India has started showing signs of recovery in energy demand, a proxy for economic activities. Petrol consumption shot past pre-Covid level and diesel sales stood just 7% short of the pre-crisis mark in September, while power consumption rose 4.6% year-on-year.
A slower pace of growth in global oil demand amid bullish production outlook will keep government math in check by reducing the crude import and fuel subsidy bills. Consumers will benefit from cheaper fuels. Diesel has become cheaper by Rs 2.93 per litre and petrol by 97 paise in Delhi in September, with corresponding price reduction in other markets across the country.
But low oil and gas prices will hurt domestic producers and their ability to spend on future projects. The large drop in investments globally will increase the risk of future market volatility, which will be negative as India depends on imports for 83% of its oil needs.
On the brighter side, solar gets a boost and shows an uptick in all scenarios. Coal is also expected to never regain its pre-crisis consumption level. “I see solar becoming the new king of the world’s electricity markets. Based on today’s policy settings, it is on track to set new records for deployment every year after 2022,” says IEA executive director Fatih Birol.

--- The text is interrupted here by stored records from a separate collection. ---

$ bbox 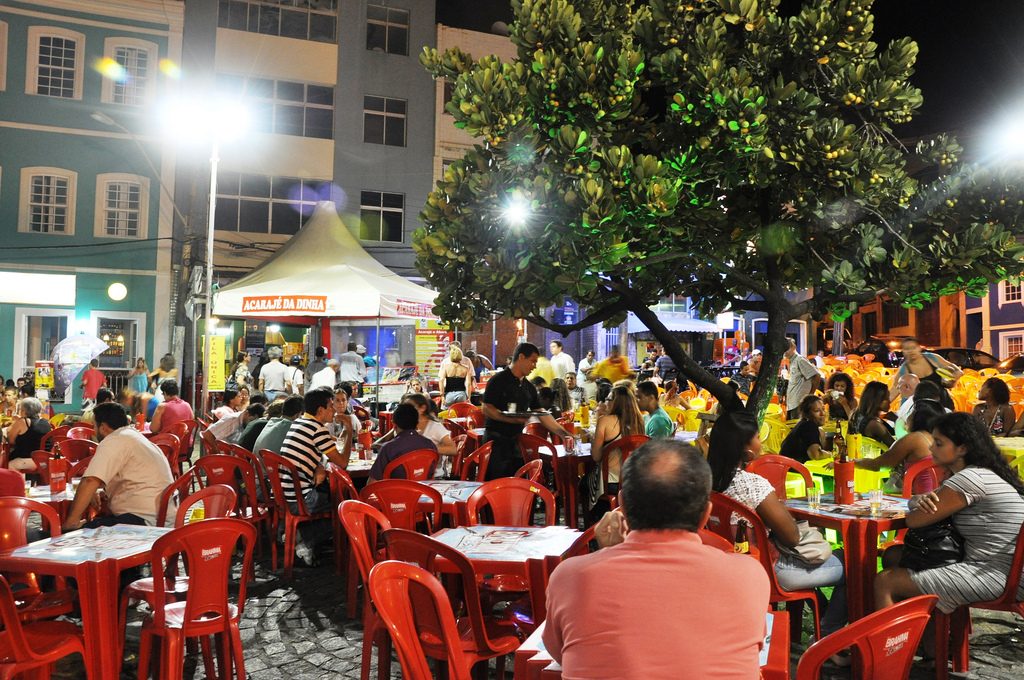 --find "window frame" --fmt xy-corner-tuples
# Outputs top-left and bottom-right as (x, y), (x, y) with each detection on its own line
(25, 26), (85, 101)
(362, 94), (409, 148)
(356, 188), (406, 245)
(366, 2), (413, 56)
(999, 281), (1024, 307)
(92, 172), (150, 241)
(99, 36), (160, 108)
(17, 166), (78, 237)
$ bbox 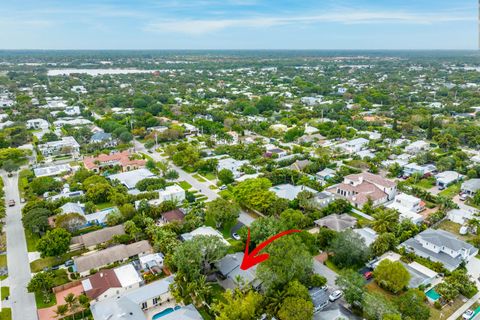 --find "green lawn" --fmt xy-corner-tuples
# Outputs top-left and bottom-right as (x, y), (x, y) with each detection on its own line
(1, 287), (10, 300)
(0, 308), (12, 320)
(25, 229), (40, 252)
(192, 173), (207, 182)
(35, 292), (57, 309)
(439, 182), (462, 199)
(178, 181), (192, 191)
(30, 250), (84, 272)
(0, 254), (7, 268)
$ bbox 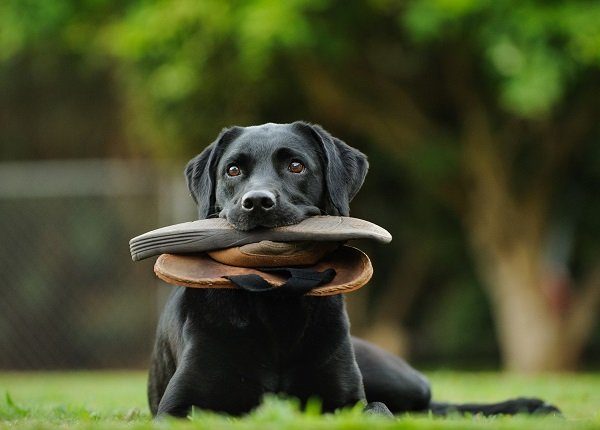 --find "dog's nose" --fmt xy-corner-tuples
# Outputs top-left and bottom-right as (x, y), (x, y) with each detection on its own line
(242, 190), (275, 211)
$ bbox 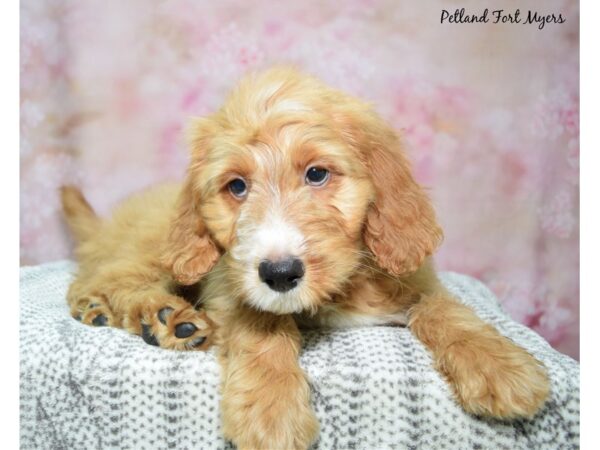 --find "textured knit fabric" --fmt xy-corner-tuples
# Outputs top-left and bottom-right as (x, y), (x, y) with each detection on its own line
(20, 261), (579, 450)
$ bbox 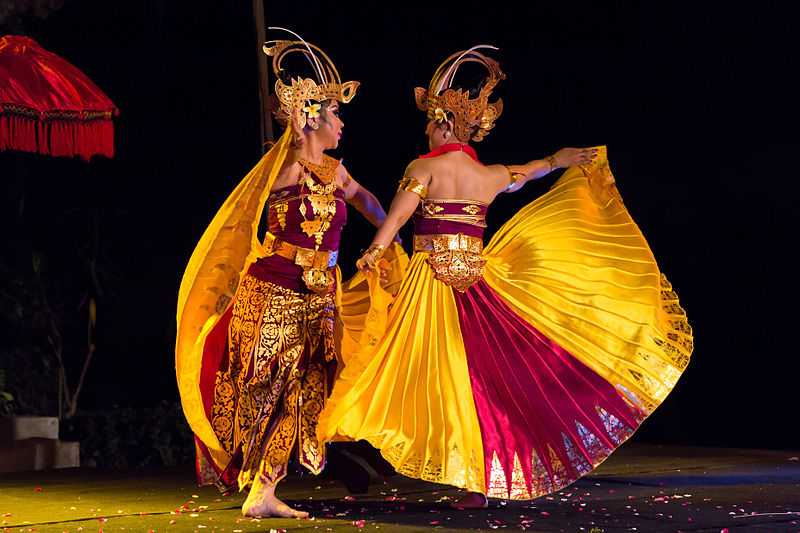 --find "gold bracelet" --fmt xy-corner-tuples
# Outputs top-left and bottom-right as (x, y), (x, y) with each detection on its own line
(362, 244), (386, 268)
(544, 155), (558, 172)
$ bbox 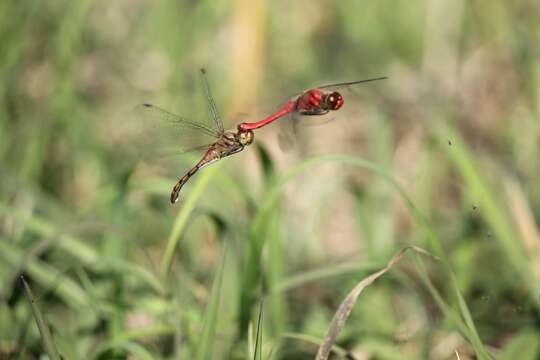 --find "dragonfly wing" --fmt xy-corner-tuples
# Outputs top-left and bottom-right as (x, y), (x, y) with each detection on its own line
(125, 104), (220, 160)
(317, 76), (388, 90)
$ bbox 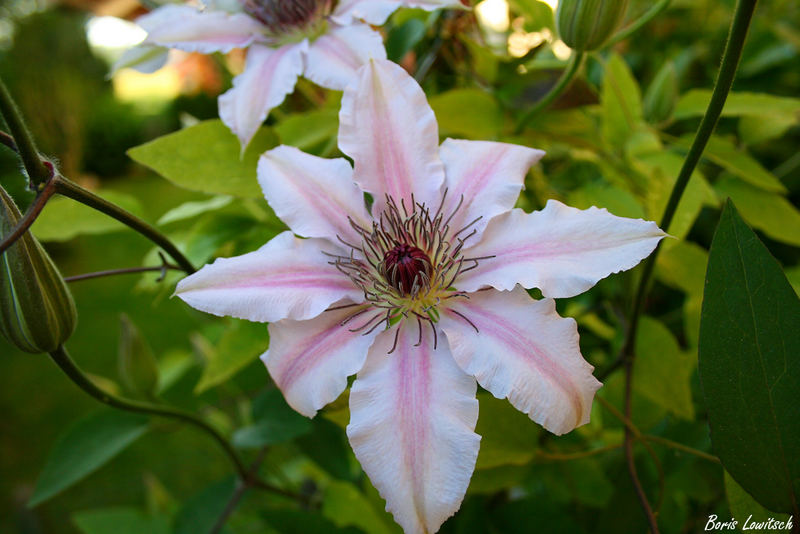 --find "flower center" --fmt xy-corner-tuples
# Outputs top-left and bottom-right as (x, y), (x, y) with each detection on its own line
(240, 0), (336, 36)
(381, 243), (433, 296)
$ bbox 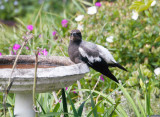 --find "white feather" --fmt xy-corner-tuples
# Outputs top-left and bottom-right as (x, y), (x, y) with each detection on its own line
(79, 47), (101, 63)
(97, 45), (117, 64)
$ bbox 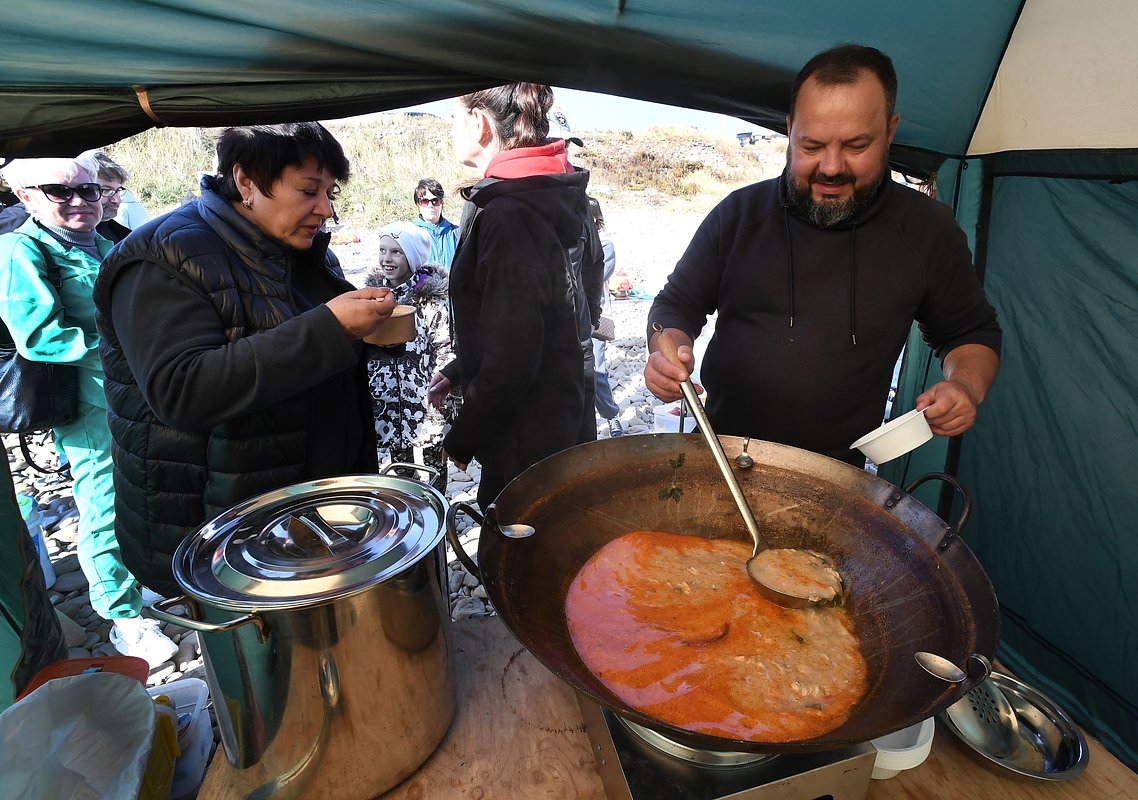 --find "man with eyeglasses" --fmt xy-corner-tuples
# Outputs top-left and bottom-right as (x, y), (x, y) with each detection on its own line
(414, 178), (459, 270)
(83, 150), (131, 242)
(0, 157), (178, 668)
(0, 150), (139, 242)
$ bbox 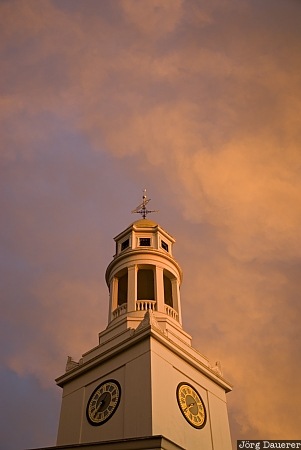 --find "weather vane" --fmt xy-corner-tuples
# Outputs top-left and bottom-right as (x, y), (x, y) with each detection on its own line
(132, 189), (158, 219)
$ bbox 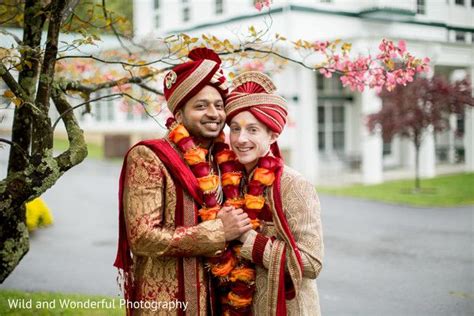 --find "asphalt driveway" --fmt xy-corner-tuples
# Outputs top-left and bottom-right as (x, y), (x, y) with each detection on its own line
(0, 160), (474, 315)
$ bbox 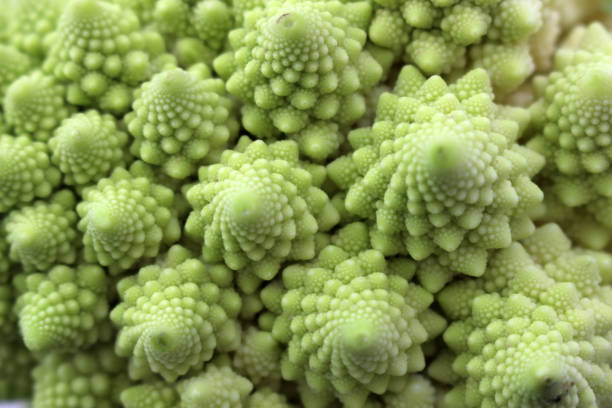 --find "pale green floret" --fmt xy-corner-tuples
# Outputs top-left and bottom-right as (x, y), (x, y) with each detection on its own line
(125, 65), (239, 179)
(32, 345), (130, 408)
(111, 246), (241, 382)
(4, 190), (78, 272)
(77, 167), (181, 274)
(328, 66), (544, 278)
(429, 224), (612, 408)
(3, 71), (73, 142)
(153, 0), (234, 50)
(528, 24), (612, 249)
(177, 365), (253, 408)
(369, 0), (544, 92)
(245, 388), (294, 408)
(215, 0), (383, 145)
(43, 0), (174, 113)
(15, 264), (111, 352)
(49, 110), (128, 186)
(0, 338), (34, 398)
(382, 374), (436, 408)
(272, 246), (436, 407)
(8, 0), (68, 58)
(185, 138), (339, 293)
(0, 44), (32, 100)
(0, 135), (61, 213)
(120, 381), (179, 408)
(234, 327), (282, 385)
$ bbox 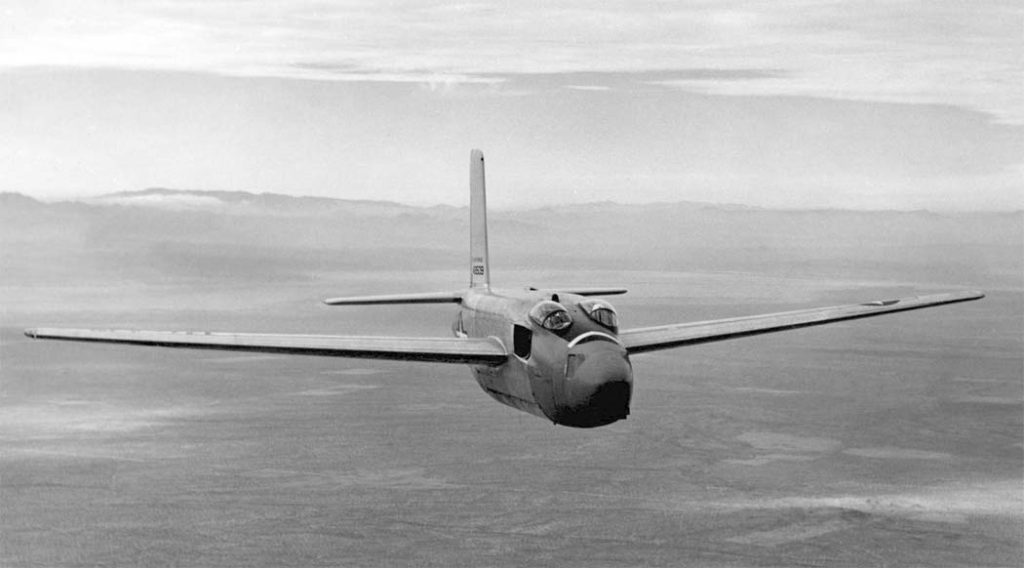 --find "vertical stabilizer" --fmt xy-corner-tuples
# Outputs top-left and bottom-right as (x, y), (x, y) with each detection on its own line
(469, 149), (490, 288)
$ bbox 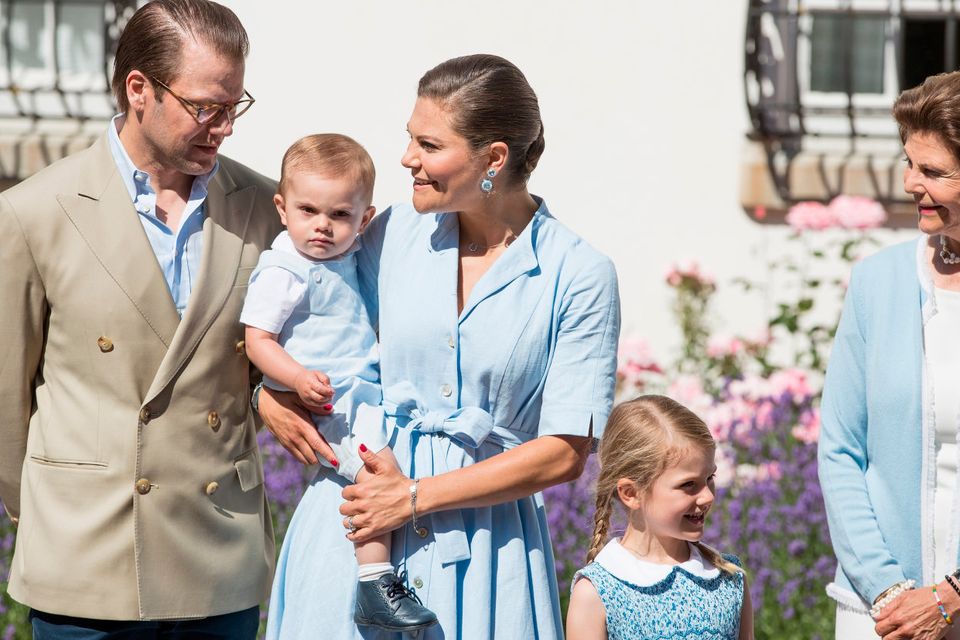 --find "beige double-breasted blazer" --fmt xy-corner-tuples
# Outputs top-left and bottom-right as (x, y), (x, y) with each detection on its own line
(0, 135), (280, 620)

Carbon emission comes down by 7% as a result of lower consumption of the two most widely used fossil fuels and reduced economic activities. The 2.4 gigatonnes decline takes annual CO2 emissions back to where they were a decade ago. However, the initial signs are that there may not have been a similar fall in 2020 in emissions of methane – a powerful greenhouse gas – from the energy sector, despite lower oil and gas output.